FXstreet.com (Barcelona) - After a 12-week winning streak, with the exception of marginal losses in early December, the Japanese Yen finally managed to step into positive territory against the Euro last week, first fading the last longs to join the party at a key weekly resistance 127.50/70 before a sharp sell-off led the spot rate to break and now consolidate below 124.00.

The decline off highs has produced gradually more impulsive selling candles on the daily chart, suggesting an acceleration to liquidate long-held buying as fresh sellers also come in, after an evident upside weekly target was reached. Besides, from an order flow perspective, the latest fall precedes what appears to qualify as an exhaustion and climax bar.

According to renowned FX trader and founder of 2nd skies, Chris Capre: "The key things to be looking for in spotting these exhaustion and climax reversal bars are a bar that is much larger than the previous price action and ideally the largest bar in the move, it occurs at/near a key support or resistance level, or after breaking a key support/resistance level, it occurs after several bars have been trending in an impulsive fashion in one direction..."

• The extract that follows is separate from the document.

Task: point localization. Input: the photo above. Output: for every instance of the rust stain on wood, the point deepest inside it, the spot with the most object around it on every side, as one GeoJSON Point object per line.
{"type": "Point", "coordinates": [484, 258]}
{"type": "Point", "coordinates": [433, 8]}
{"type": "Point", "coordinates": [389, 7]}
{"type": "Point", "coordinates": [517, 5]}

As Chris explains: "When trends are over-extended, they have had a lot of time to attract various players into the market, with the institutional players being first, the more advanced players who sniff out the new trend second, and the retail traders third. By the end of a trend, as the retail traders get in, you have the greatest imbalance between buyers and sellers."

We can see how Feb 5 high qualifies as a sizeable, above average bull candle, which also occurs at a key resistance as mentioned, with the price activity leading up to the temporary top very impulsive in nature since January 10. Furthermore, price has now spent the longest below the 20-EMA since the rally started, another potential sign that bears may be gaining traction

Technically, the upward stepping formation which led to the 20+ big figure gain from Dec to Feb is also teetering, with the lower lows and higher highs structure breaking down -as clearly seen on a H4 chart - , adding weigh to a possible reversal in prices. At the moment, price is holding and treating key 124.00 low point/past support as resistance capping prices.

FXstreet.com contributor and FXWW founder Sean Lee, has also turned timidly bearish the pair, noting: "EUR/JPY is in retracement mode with possibilities for a move to 121.00. The next layer of support is near 122.30/50 whilst resistance levels should be firm near Friday’s highs at 125.50/60." Sean prefers to play the edges of this range with a bearish bias.

If one is to look for further confirmation that a sharper rotation may be brewing, perhaps waiting for a final push higher from recent lows with failure to make a higher high above 127.70 may further confirm the onset of a new short-term (for now) bearish bias. Furthermore, should price struggle to regain the upside of the 20ema on a potential bounce, this will also be signaling that market players are now using the indicator as dynamic resistance.

A break of 122.60/70, Jan 25 high, is likely to further destabilize the bull's control, potentially sparkling more liquidation. On the contrary, a recovery above 126.00 may lift up hopes for buyers for yet another attempt towards new trend highs.

Moreover, since we have observed a tight correlation between Japanese officials referrals to the Yen value and the sensitive reaction of the currency, the latest comments by Japanese Finance Minister Taro Aso, saying that "yen has weakened more than intended" may have opened a can of worms for the Yen sellers.